By Author: Joyce A. Laird
NO STARS. NONE.
Police characters: Tom Ringer, Jessica Hiller. (Patrol officers I think. It was never really divulged what they were aside from two people getting out of a squad car.)
The gist: The safe at Rod & Reel Sporting Goods store had been robbed. The thief was dressed like a cowboy, with a bandana covering his face, and he took off towards the fairgrounds where a Wild West Festival was being held. Sam, the owner, reported that besides the bandana, the thief wore a black cowboy hat, had dark eyes but he was squinting so he couldn’t really be sure, was tall and thin, and was walking funny. When asked about the ‘funny walk’ he said he walked strange. No other description was given. He said the guy had a pearl-handled .45.
One of the store’s employees, Jack, was on probation for some juvenile ‘stupidity’. but the owner felt that Jack was not the thief. During the police interview of Sam, Jack showed up from a visit to the probation office because he had gotten a text to check in, but when he got there it was closed. The owner of the store next door, Marjorie, came in next demanding to know why the police were there. She came in with her manager, Frank. Marjorie put her arm around Sam and told the officers that Sam had a heart condition and added, “hasn’t he give you enough information?”
Frank pointed to Jack the probationer and said, as his dark eyes flashed, that he warned Sam not to hire the kid.

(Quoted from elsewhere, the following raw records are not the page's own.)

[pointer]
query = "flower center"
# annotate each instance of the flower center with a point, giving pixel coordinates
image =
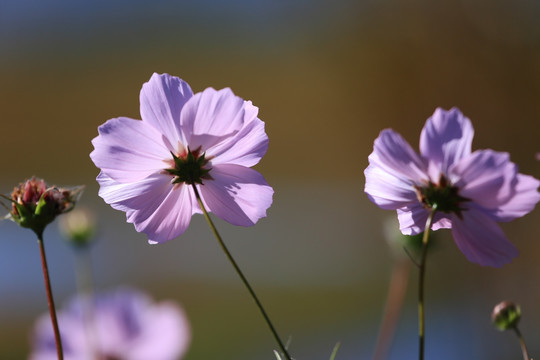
(189, 167)
(444, 196)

The cops knew who the robber was.
Crime scene: Rod & Reel Sporting Goods store.
Clues: Dark, flashing eyes. How stupid is that? How many people in this world have dark eyes? And the store owner wasn’t even sure about that because the guy was squinting. Ay-yi-yi.
Suspects: Jack the probationer, some random cowboy from the festival, or the dark flashing eyed guy, Frank.

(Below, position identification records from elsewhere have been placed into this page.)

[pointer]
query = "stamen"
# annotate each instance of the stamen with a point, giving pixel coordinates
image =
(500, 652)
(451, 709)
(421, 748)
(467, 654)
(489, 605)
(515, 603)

Red herrings: None. Lord, I wish there were some in this dumb story.
Solution: Frank knew about the safe. He was the same build as Jack only shorter, so he boosted his height using lifts which gave him an unusual gait. Then using a disposable cell phone Frank sent Jack a text, allegedly from his probation officer, in order to get him out of the way and under suspicion. What Frank forgot was his eye color was different from Jack, who had light blue eyes.
My two cents: Holy cow poke poop. What a mess this was. The solution was almost a whole column long. It had to be because besides the dark eyes clue, there was little for the reader to go on. Of course the dark eyes clue was enough really in this sadly written tale. The only thing I liked was that there was a Wild West show in town. I thought that was fun and could lead to a great set-up. Sadly, I was wrong.

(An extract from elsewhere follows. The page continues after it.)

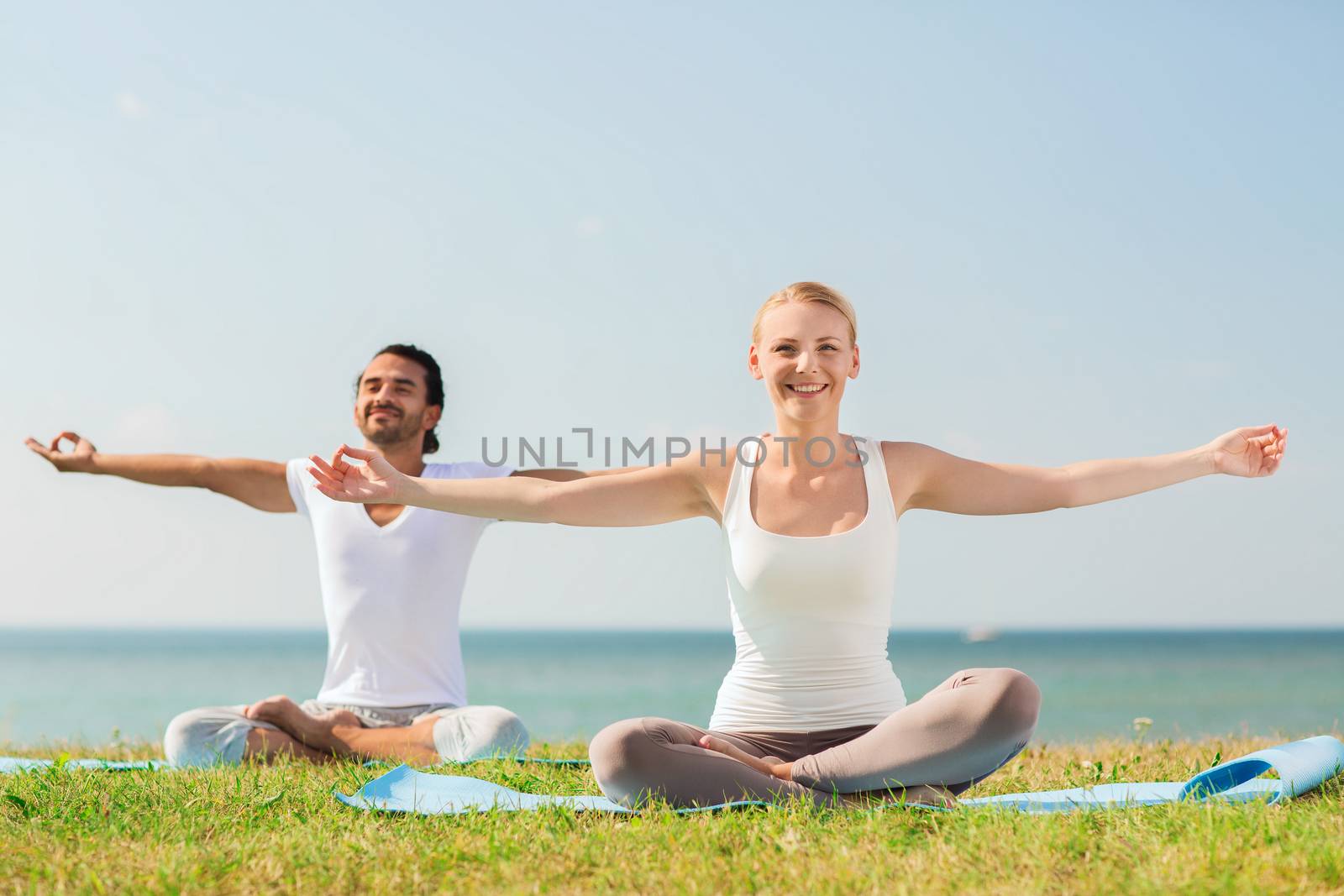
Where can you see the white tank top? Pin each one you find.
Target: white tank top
(810, 616)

How did Frank know about the safe? That wasn’t revealed in the story. I suppose the reader has to guess?
Putting lifts in your boots doesn’t give you an unusual gait. That was just dumb.
A disposable cell phone? (rolling eyes here) You know, we do have caller ID. If the probation office had called, it would show up on Caller ID. Duh.
The fact that Marjorie told the cops to leave Sam alone and ‘hasn’t he given you enough information’ just boggles the mind. First of all how would she know what information he gave the cops? Secondly, she’s interfering with a police investigation. She’s lucky she didn’t get a fast boot out the door, or a seat in the back of a patrol car.
Probation officers don’t send text messages. If Jack thought that it was a real text for him to report, why didn’t he call the probation officer instead of running down to the office in the middle of a work day?
Clue: The dark eyes was okay, but we didn’t learn that Jack had blue eyes until the solution. That’s just wrong. How can the reader figure out the answer if the clue is missing? The lifts/gait thing was also a very bad clue. Again, no mention of the heights of these individuals, so how would the reader even know to think about that sort of thing? We didn’t know that one guy was shorter. We didn’t even know that they had similar builds. There was so much missing in this story, it should never had made it past the first reader’s cut.
Police Work: They let other people into the store in the middle of their investigation to listen to and hear what was going on. Just not done.
Writing : What can I say? I think the reader is the one who got robbed. The whole thing was just dreadful.
Characters: Confusing, missing information, no likeable people here.